5. Significance and Future Impact

Benchmarking Standard: OmniEarth-Bench sets a new, rigorous standard for evaluating AI in geoscience, moving beyond simple image recognition to complex, multi-sphere reasoning.
Highlighting Limitations: The results expose a fundamental gap in current MLLMs: they lack the specialized knowledge and reasoning mechanisms required for Earth-system science.
Research Catalyst: The benchmark serves as a catalyst for developing Earth-specialized MLLMs. It suggests that future progress requires integrating domain-specific knowledge and training on observational data rather than merely scaling general-purpose models.

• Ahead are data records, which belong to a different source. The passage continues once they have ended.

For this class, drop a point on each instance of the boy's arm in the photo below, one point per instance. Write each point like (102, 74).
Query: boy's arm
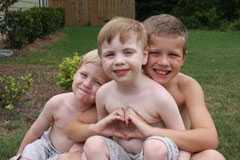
(169, 113)
(203, 135)
(38, 127)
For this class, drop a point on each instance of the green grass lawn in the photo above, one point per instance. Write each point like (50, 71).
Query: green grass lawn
(213, 59)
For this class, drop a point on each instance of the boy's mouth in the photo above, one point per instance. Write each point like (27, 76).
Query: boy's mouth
(121, 72)
(162, 72)
(85, 91)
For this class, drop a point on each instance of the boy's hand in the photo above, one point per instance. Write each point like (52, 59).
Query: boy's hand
(17, 157)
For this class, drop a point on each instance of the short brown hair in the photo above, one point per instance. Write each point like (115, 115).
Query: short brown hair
(165, 24)
(122, 26)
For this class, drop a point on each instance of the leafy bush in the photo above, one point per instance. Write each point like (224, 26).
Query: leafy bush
(26, 26)
(235, 26)
(66, 71)
(12, 89)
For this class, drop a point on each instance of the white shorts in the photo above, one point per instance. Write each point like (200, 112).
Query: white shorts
(41, 149)
(117, 152)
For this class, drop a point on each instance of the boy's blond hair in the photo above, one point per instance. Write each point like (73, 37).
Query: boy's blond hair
(93, 58)
(164, 24)
(122, 26)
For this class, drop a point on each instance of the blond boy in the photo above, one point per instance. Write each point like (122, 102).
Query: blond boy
(167, 53)
(46, 137)
(132, 99)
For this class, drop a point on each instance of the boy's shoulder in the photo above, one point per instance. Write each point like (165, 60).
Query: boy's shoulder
(186, 83)
(106, 87)
(59, 99)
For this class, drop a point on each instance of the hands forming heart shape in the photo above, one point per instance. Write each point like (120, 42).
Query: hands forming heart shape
(123, 123)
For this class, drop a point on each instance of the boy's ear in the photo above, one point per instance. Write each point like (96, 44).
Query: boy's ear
(145, 56)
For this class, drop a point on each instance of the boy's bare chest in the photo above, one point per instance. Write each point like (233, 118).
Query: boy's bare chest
(63, 117)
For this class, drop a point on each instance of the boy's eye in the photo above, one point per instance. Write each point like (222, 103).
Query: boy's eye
(154, 53)
(83, 75)
(173, 55)
(99, 83)
(128, 52)
(108, 54)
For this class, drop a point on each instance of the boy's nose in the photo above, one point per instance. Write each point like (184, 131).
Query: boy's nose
(163, 60)
(119, 60)
(87, 83)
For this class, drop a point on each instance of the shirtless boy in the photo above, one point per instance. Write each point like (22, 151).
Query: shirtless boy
(167, 52)
(131, 98)
(46, 137)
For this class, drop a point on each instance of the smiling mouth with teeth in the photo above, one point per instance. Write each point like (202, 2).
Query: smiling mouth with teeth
(161, 72)
(121, 72)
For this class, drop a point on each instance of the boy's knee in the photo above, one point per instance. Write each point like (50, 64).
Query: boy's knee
(94, 145)
(154, 149)
(208, 154)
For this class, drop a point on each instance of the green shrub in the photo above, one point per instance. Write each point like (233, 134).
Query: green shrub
(26, 26)
(12, 89)
(66, 71)
(235, 26)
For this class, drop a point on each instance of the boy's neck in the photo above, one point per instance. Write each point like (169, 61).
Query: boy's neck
(79, 105)
(134, 86)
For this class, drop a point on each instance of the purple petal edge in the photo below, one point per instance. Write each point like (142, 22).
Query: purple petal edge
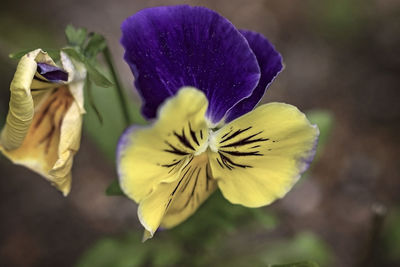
(52, 73)
(270, 62)
(174, 46)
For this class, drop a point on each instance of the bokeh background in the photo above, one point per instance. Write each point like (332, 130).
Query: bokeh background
(342, 62)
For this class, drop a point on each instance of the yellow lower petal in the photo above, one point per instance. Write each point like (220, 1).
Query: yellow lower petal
(163, 167)
(148, 156)
(258, 157)
(172, 203)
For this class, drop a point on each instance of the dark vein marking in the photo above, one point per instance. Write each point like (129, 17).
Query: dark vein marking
(171, 165)
(226, 134)
(230, 164)
(188, 180)
(194, 188)
(239, 153)
(175, 150)
(183, 176)
(246, 141)
(236, 133)
(220, 164)
(40, 79)
(182, 138)
(193, 134)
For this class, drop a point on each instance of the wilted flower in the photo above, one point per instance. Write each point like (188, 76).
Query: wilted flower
(205, 77)
(44, 122)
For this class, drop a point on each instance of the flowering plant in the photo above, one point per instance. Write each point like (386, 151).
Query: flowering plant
(200, 79)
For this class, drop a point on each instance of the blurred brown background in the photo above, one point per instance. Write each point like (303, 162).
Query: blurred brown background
(340, 55)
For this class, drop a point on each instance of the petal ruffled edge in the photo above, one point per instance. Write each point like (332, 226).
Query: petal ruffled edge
(270, 62)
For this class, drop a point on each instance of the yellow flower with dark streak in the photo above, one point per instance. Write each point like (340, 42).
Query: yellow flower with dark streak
(44, 121)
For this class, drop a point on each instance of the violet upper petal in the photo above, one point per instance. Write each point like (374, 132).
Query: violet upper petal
(175, 46)
(270, 62)
(52, 73)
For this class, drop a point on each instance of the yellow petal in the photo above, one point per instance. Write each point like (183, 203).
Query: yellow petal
(258, 157)
(43, 125)
(156, 163)
(21, 106)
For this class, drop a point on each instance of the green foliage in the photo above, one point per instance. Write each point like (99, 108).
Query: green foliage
(324, 120)
(205, 240)
(75, 36)
(128, 251)
(297, 264)
(114, 189)
(106, 134)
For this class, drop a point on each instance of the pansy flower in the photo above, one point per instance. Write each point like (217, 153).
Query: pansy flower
(200, 79)
(44, 122)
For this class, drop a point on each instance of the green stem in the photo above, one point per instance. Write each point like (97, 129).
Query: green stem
(121, 95)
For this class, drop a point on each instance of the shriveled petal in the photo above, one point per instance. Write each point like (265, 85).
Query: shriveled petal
(40, 148)
(51, 72)
(270, 62)
(262, 154)
(164, 167)
(44, 121)
(21, 110)
(170, 47)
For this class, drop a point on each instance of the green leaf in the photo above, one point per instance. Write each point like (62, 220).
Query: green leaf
(93, 73)
(20, 54)
(297, 264)
(74, 53)
(114, 189)
(91, 100)
(75, 36)
(324, 119)
(96, 76)
(95, 45)
(105, 135)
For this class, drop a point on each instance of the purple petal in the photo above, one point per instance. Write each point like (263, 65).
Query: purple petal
(52, 73)
(170, 47)
(270, 62)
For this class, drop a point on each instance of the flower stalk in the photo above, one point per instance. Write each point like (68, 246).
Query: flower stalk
(121, 94)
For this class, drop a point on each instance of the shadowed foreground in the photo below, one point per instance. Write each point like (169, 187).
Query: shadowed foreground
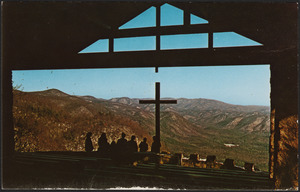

Real-World Application: By focusing on tasks like flood forecasting, disaster assessment, and climate monitoring, the benchmark directly addresses critical societal challenges in environmental management and climate science.

In conclusion, OmniEarth-Bench demonstrates that while MLLMs have advanced in general vision-language tasks, they are currently ill-equipped for the holistic, cross-disciplinary reasoning required to understand and model the Earth system. The dataset and code are publicly released to drive future research in geoscientific AI.